1. BUT there has been new OS's out there and the only difference is that you are saying that makes this SO different is that it is FREE?
why would that make a difference? avast just did not prepare and we're hanging AND without official information.
2. some of us got to the end of the first install and then had the issue and those that did 10 machines and did not check should reassess their program. totally a separate issue to the issue in this post which is information about WHEN and IF there will be a solution for CURRENT users who PAID.
3. Still buggy? what are you using? not one issue running anything BUT avast..... I have not heard anything from anyone about issues besides "why did MS f-up something that worked fine and put this out there, I don't need a tablet interface on my business desktop" i.e. nothing program related.

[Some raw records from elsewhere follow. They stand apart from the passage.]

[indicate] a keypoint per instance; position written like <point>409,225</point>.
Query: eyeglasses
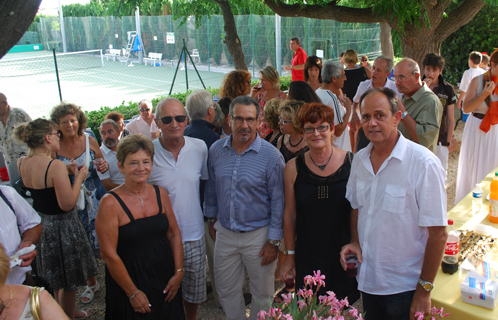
<point>179,119</point>
<point>284,121</point>
<point>403,78</point>
<point>240,120</point>
<point>311,130</point>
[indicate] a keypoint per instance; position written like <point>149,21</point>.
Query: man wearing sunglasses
<point>144,123</point>
<point>244,203</point>
<point>180,163</point>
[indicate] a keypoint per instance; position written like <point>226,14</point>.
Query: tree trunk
<point>232,38</point>
<point>15,18</point>
<point>386,42</point>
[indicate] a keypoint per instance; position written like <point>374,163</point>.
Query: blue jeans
<point>388,307</point>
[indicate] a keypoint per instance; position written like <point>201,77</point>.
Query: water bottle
<point>477,199</point>
<point>451,251</point>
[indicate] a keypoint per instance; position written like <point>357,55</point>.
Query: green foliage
<point>477,35</point>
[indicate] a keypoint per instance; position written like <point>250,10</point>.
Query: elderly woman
<point>119,119</point>
<point>292,143</point>
<point>479,154</point>
<point>140,241</point>
<point>300,90</point>
<point>20,307</point>
<point>73,145</point>
<point>312,72</point>
<point>315,190</point>
<point>268,88</point>
<point>65,257</point>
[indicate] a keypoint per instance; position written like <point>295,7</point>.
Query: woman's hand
<point>173,285</point>
<point>140,303</point>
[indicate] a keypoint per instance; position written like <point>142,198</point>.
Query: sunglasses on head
<point>168,120</point>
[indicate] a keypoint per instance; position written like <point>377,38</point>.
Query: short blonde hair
<point>291,109</point>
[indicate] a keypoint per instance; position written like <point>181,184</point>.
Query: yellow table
<point>446,291</point>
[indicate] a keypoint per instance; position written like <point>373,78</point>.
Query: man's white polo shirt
<point>395,207</point>
<point>181,179</point>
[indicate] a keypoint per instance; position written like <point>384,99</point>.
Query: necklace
<point>3,307</point>
<point>290,141</point>
<point>323,166</point>
<point>138,197</point>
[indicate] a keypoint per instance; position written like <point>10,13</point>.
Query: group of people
<point>259,181</point>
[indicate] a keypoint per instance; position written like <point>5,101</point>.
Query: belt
<point>478,115</point>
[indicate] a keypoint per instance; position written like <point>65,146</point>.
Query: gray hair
<point>164,102</point>
<point>109,121</point>
<point>331,69</point>
<point>389,61</point>
<point>198,103</point>
<point>245,100</point>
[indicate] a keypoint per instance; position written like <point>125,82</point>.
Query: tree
<point>421,24</point>
<point>15,18</point>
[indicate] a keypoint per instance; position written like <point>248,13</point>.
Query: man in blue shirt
<point>244,201</point>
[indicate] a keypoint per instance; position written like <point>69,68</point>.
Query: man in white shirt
<point>20,227</point>
<point>144,123</point>
<point>333,76</point>
<point>109,133</point>
<point>475,59</point>
<point>397,192</point>
<point>179,165</point>
<point>381,70</point>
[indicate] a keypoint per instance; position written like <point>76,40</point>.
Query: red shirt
<point>298,57</point>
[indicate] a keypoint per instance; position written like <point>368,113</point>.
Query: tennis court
<point>91,81</point>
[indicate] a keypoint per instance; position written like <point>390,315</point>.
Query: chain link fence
<point>120,78</point>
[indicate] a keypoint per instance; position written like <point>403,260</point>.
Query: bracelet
<point>133,295</point>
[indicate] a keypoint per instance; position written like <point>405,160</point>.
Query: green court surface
<point>29,80</point>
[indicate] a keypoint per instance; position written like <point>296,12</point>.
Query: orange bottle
<point>493,199</point>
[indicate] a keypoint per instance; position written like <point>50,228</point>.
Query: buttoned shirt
<point>246,191</point>
<point>11,148</point>
<point>395,207</point>
<point>138,125</point>
<point>426,109</point>
<point>113,172</point>
<point>181,179</point>
<point>12,225</point>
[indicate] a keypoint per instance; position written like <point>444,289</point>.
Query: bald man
<point>11,117</point>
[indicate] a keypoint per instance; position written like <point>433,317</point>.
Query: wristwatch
<point>274,243</point>
<point>425,284</point>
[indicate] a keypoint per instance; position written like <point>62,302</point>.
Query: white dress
<point>479,151</point>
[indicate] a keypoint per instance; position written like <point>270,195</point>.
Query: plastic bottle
<point>493,199</point>
<point>477,199</point>
<point>451,251</point>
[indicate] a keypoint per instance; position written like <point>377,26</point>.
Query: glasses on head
<point>240,120</point>
<point>280,119</point>
<point>168,120</point>
<point>310,130</point>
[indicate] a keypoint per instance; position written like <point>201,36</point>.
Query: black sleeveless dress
<point>146,253</point>
<point>323,220</point>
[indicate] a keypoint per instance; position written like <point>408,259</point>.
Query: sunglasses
<point>168,120</point>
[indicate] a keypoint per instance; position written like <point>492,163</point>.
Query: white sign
<point>170,37</point>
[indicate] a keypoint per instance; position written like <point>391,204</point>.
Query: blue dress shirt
<point>246,191</point>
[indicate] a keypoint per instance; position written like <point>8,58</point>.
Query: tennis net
<point>45,64</point>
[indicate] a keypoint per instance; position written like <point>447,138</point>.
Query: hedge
<point>130,108</point>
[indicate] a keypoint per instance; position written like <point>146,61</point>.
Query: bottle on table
<point>451,251</point>
<point>493,199</point>
<point>477,199</point>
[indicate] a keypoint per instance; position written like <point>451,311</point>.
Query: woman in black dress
<point>140,241</point>
<point>317,213</point>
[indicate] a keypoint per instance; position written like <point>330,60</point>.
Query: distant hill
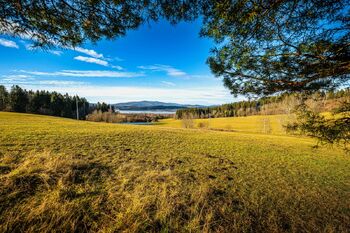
<point>152,105</point>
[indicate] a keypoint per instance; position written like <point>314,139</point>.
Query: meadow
<point>62,175</point>
<point>266,124</point>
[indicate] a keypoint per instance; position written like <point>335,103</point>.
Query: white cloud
<point>171,71</point>
<point>117,67</point>
<point>56,52</point>
<point>89,52</point>
<point>171,84</point>
<point>86,73</point>
<point>91,60</point>
<point>114,94</point>
<point>8,43</point>
<point>29,80</point>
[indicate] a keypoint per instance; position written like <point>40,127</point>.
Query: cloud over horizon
<point>85,73</point>
<point>169,70</point>
<point>8,43</point>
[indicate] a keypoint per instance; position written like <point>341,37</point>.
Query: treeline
<point>116,117</point>
<point>279,104</point>
<point>44,102</point>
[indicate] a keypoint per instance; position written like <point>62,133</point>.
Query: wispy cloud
<point>115,94</point>
<point>21,79</point>
<point>89,52</point>
<point>91,60</point>
<point>56,52</point>
<point>30,47</point>
<point>170,84</point>
<point>171,71</point>
<point>85,73</point>
<point>8,43</point>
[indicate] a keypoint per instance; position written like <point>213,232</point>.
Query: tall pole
<point>76,102</point>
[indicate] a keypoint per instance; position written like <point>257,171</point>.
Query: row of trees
<point>279,104</point>
<point>45,102</point>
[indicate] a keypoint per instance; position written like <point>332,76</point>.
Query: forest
<point>270,105</point>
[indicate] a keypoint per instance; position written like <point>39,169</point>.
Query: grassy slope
<point>257,124</point>
<point>63,175</point>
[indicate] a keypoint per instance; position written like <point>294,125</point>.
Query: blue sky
<point>156,62</point>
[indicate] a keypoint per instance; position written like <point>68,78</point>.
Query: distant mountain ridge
<point>152,105</point>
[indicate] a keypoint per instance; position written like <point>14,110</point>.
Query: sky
<point>157,62</point>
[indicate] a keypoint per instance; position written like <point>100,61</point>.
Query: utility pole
<point>76,102</point>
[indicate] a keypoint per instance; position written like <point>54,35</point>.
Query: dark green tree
<point>266,47</point>
<point>3,98</point>
<point>18,99</point>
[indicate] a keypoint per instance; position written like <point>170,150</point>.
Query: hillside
<point>63,175</point>
<point>152,105</point>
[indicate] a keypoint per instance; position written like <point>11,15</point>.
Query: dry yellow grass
<point>60,175</point>
<point>269,124</point>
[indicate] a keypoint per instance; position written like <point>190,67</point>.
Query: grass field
<point>270,124</point>
<point>60,175</point>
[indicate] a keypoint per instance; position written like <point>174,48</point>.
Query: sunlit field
<point>63,175</point>
<point>269,124</point>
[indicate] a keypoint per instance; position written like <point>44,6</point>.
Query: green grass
<point>62,175</point>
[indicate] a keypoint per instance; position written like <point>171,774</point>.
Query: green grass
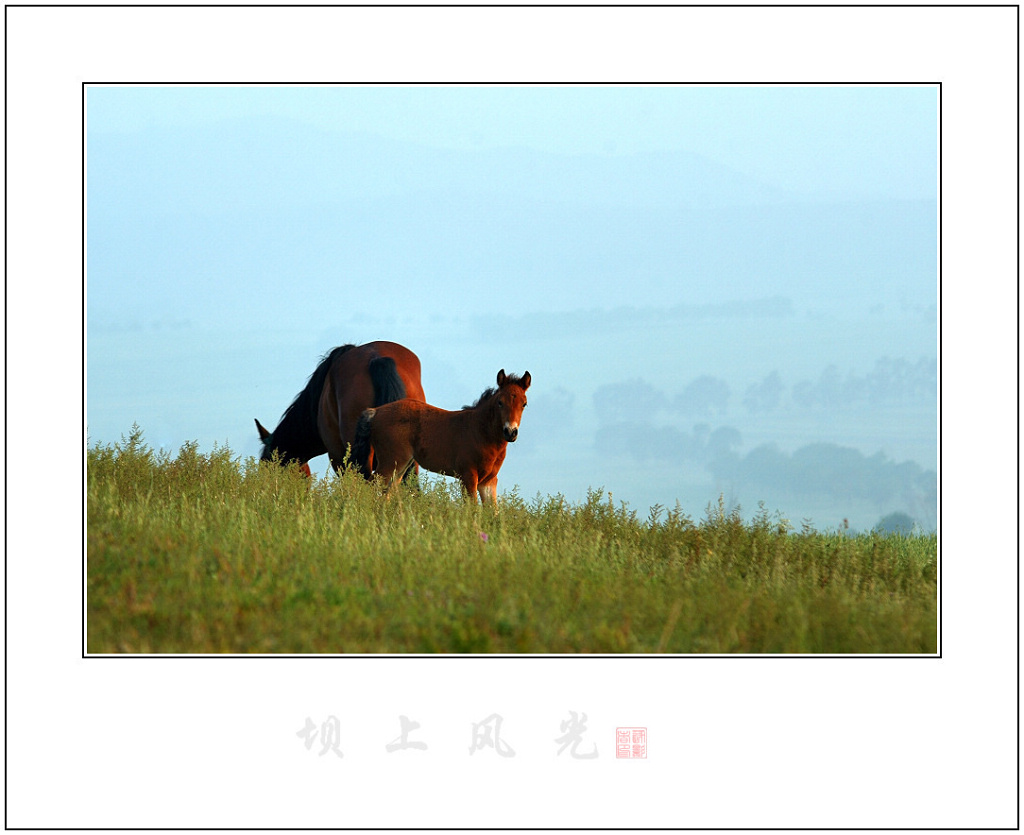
<point>207,553</point>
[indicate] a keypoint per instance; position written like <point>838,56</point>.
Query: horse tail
<point>387,384</point>
<point>361,449</point>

4. is this an official avast position or are you stating your opinion about your experiences with avast and what you perceive is there policy? if that is the official policy why don't they send this information to users? they seem to have our contact info for sales pushes or renewals but not critical program information for a PAID customer?
5. ohhh thank you for your grand wisdom..... most likely everyone PAID for the previous copy of windows so is win 10 really free? and the point of this thread again is WE ALL PAID FOR AVAST AND WANT IT TO WORK.
thanks for your view point, but if you are not an avast employee you are way off base sticking your nose into something that must not be effecting you but you want to spout off on.
where is AVAST in this?
My recollection is that there were serious issues, and delays, with the roll-out of a version that works with Windows 8 and then, after that, 8.1. Avast business version wasn't working on the day that Win 8 was released, or for some time afterwards.
As regards bugs in Win 10, there are several, in some cases involving MS's forced automatic updates, and some of which have caused the OS to become unusable. There are also several missing features that won't be available until subsequent "major updates" come out, this fall and next spring. Who knows how the OS will behave after those?
Do you also believe that if you bought a car in 2007 you should be able to trade it in for a new one today for free? (Actually, I'm pretty sick of analogies between cars and computers.) Of course, when MS announced Windows 7, or Win 8 or 8.1, they did not announce that it would come with a free upgrade to Win 10. Therefore, of course you did not pay for Win 10 when you bought those OSes. To suggest otherwise is nonsense.
At any rate, if you did not thoroughly test this new OS before deploying it for production, then you also "did not prepare" and you bear a significant portion of responsibility for what happened afterwards. This is just advice from an experienced IT manager with a fairly large network. Because I planned ahead, and read ahead and knew that the business version of Avast wasn't going to be ready for Win 10, I did not have this problem. Take the benefit of my experience, or leave it, as you wish.